A little black thing among the snow,

Crying “weep! weep!” in notes of woe!

“Where are thy father and Mother? Say?”

They are both gone up the church to pray.

A couple things to notice is that this poem has lots of punctuation- Blake makes the reader stop between each word weep- after mother and father, after woe. But the blame is clear- the responsibility for the despearation of this child falls at the foot of the church. Now, remember, Blake’s family were dissenters. They read the Bible for themselves- they knew the truth of Scripture as it was written in the Holy Bible- and it is from this place that we see Blake’s rage. How could the organization responsible for implementing Jesus’s words, “Let the little children come to me” or his actions- the only miracle repeated in the New Testament is Jesus multiplying bread- how can this organization use their authority in this way. Let’s read the rest of this poem. This poem is frank. It’s pessimistic.

Because I was happy upon the heath,

And smil’d among the winter’s snow,

They clothed me in the clothes of death,

And taught me to sing the notes of woe.

“And because I am happy and dance and sing.,

They think they have done me no injury,

And are gone to praise God and his Priest and King,

Who make up a heaven of our misery.”

One of the things to notice is that he uses the pronoun “they”- which isn’t clear. Who clothed him in clothes of death- his parents? What are clothes of death- well, it seems to me it’s the soot covered clothes that have made him black- the ones that will kill him. But they is in the plural- and I think the blame is to be spread around. His parents are resp9onsible to keep him clothed and safe. The church is responsible to keep him clothed and safe. But he also throws the word King- and I would suggest, that is deliberate as well. The State is equally liable- all and deliberately ignoring what is in their best interest to ignore- that the child labor propping up their way of life is immoral, unchristian dare I say- demonic.
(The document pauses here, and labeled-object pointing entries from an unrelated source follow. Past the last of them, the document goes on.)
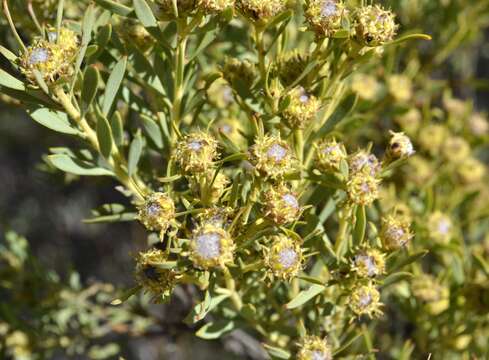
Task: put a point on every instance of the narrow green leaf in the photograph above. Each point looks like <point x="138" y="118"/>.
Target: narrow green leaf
<point x="78" y="167"/>
<point x="135" y="151"/>
<point x="113" y="84"/>
<point x="152" y="130"/>
<point x="104" y="136"/>
<point x="305" y="296"/>
<point x="117" y="128"/>
<point x="11" y="82"/>
<point x="144" y="13"/>
<point x="54" y="120"/>
<point x="213" y="330"/>
<point x="89" y="90"/>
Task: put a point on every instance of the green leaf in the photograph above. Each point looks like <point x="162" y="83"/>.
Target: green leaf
<point x="104" y="136"/>
<point x="89" y="90"/>
<point x="117" y="128"/>
<point x="54" y="120"/>
<point x="115" y="7"/>
<point x="10" y="82"/>
<point x="152" y="130"/>
<point x="215" y="330"/>
<point x="200" y="310"/>
<point x="78" y="167"/>
<point x="276" y="352"/>
<point x="135" y="151"/>
<point x="305" y="296"/>
<point x="360" y="225"/>
<point x="144" y="13"/>
<point x="113" y="84"/>
<point x="340" y="113"/>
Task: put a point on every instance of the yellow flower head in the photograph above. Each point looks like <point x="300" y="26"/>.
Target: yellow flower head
<point x="196" y="152"/>
<point x="324" y="16"/>
<point x="314" y="348"/>
<point x="155" y="279"/>
<point x="329" y="155"/>
<point x="284" y="257"/>
<point x="157" y="212"/>
<point x="374" y="25"/>
<point x="395" y="232"/>
<point x="440" y="227"/>
<point x="257" y="10"/>
<point x="362" y="188"/>
<point x="282" y="205"/>
<point x="369" y="263"/>
<point x="364" y="162"/>
<point x="302" y="109"/>
<point x="271" y="156"/>
<point x="365" y="300"/>
<point x="211" y="246"/>
<point x="400" y="146"/>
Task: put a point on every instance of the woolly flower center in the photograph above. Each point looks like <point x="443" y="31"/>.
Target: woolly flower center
<point x="277" y="152"/>
<point x="38" y="56"/>
<point x="287" y="258"/>
<point x="318" y="355"/>
<point x="368" y="262"/>
<point x="290" y="200"/>
<point x="209" y="245"/>
<point x="195" y="145"/>
<point x="329" y="8"/>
And it implies in this last stanza, that they are quite happy to delude themselves. They think of themselves as good people because they go to church and practice all these good things while ignoring the responsibilities given to them.

Which takes us to this last line which is actually a paradox- a paradox is something that doesn’t seem like it would make sense- but look how interesting of a turn of phrase- make up a heaven of our misery- they make their lives better- they make their lives a heaven on the backs of the chimney sweepers- and the sweeper in this poem knows it.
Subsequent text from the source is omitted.